In the cover story of the latest issue of BizTimes Milwaukee, several Milwaukee-area economists say the U.S. economy is not likely to enter a double dip recession, despite high unemployment, a dismal housing market, the financial turmoil in several European countries and the continuing oil spill in the Gulf of Mexico.
“The traditional indicators that historically preceded a downturn in economic activity, an inverted yield curve, a high real fed funds rate and upward movement in inflation and a decline in leading indicators – all of those indicators are absent today,” said Keith Hembre, chief economist for Minneapolis-based U.S. Bancorp. “That would be the basis for saying that a double dip within the next six, nine or twelve months is just an unlikely occurrence.”
However, the U.S. economic picture is far from rosy.
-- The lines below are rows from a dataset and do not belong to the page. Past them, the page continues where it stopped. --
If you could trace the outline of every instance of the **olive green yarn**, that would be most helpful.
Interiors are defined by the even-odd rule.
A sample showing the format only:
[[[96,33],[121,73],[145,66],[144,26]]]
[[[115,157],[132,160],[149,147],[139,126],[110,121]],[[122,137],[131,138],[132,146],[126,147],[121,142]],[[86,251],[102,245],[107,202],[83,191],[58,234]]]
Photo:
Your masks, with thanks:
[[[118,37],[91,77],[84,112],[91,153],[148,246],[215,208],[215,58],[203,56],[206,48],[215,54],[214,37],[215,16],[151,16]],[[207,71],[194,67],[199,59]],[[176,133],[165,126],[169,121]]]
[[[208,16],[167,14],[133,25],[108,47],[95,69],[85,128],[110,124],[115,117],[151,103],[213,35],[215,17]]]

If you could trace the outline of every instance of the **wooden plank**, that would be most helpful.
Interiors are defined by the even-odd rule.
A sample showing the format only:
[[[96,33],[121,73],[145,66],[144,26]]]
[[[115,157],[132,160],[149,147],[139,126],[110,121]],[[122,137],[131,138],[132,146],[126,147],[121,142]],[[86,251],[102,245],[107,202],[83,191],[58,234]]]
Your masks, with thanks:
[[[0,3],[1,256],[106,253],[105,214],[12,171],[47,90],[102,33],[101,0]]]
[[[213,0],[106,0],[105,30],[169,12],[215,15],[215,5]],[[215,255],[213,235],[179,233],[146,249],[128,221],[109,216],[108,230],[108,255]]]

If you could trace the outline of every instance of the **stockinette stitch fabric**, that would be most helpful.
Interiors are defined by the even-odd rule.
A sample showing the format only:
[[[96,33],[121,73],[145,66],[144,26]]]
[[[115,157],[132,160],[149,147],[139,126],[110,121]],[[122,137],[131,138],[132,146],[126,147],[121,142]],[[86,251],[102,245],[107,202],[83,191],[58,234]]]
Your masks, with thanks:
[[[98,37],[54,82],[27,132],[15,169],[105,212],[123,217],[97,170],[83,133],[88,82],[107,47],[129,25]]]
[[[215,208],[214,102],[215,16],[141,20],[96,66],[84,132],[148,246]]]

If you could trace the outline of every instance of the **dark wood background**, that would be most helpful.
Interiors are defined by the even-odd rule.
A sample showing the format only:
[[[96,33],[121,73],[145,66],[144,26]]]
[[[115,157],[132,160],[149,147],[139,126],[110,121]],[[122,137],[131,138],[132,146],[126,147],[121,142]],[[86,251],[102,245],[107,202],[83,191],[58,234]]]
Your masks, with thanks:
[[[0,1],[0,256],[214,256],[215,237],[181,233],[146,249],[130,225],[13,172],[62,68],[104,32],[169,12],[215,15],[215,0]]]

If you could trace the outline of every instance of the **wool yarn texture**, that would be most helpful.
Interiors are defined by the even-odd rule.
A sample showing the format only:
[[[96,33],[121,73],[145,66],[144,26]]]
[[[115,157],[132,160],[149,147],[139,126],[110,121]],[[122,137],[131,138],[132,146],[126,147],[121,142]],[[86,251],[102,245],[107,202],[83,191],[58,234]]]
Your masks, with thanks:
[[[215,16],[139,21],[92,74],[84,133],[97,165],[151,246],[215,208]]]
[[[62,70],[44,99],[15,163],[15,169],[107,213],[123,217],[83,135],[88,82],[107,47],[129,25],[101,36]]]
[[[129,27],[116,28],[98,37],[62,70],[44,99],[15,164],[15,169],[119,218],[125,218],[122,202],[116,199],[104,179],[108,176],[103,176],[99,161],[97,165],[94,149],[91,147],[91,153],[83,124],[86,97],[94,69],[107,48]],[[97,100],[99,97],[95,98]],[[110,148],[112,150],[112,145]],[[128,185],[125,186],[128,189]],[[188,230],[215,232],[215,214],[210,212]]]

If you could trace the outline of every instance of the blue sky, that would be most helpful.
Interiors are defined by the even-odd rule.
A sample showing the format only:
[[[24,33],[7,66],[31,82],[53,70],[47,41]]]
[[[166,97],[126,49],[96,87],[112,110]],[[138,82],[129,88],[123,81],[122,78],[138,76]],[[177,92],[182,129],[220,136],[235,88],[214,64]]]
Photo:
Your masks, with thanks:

Instead of the robust recovery that seemed likely late last year and early this year, most economist tell BizTimes that the U.S. is in for a long climb out of the Great Depression.
“In terms of the growth rate, I am suggesting that the growth rate will be about 3 percent for 2010 and maybe slightly higher for next year,” said Abdur Chowdhury, an economics professor from Milwaukee’s Marquette University. “Maybe there will be some improvement next year, but not much more. Four (percent) would be my upper limit (for economic growth in 2011).”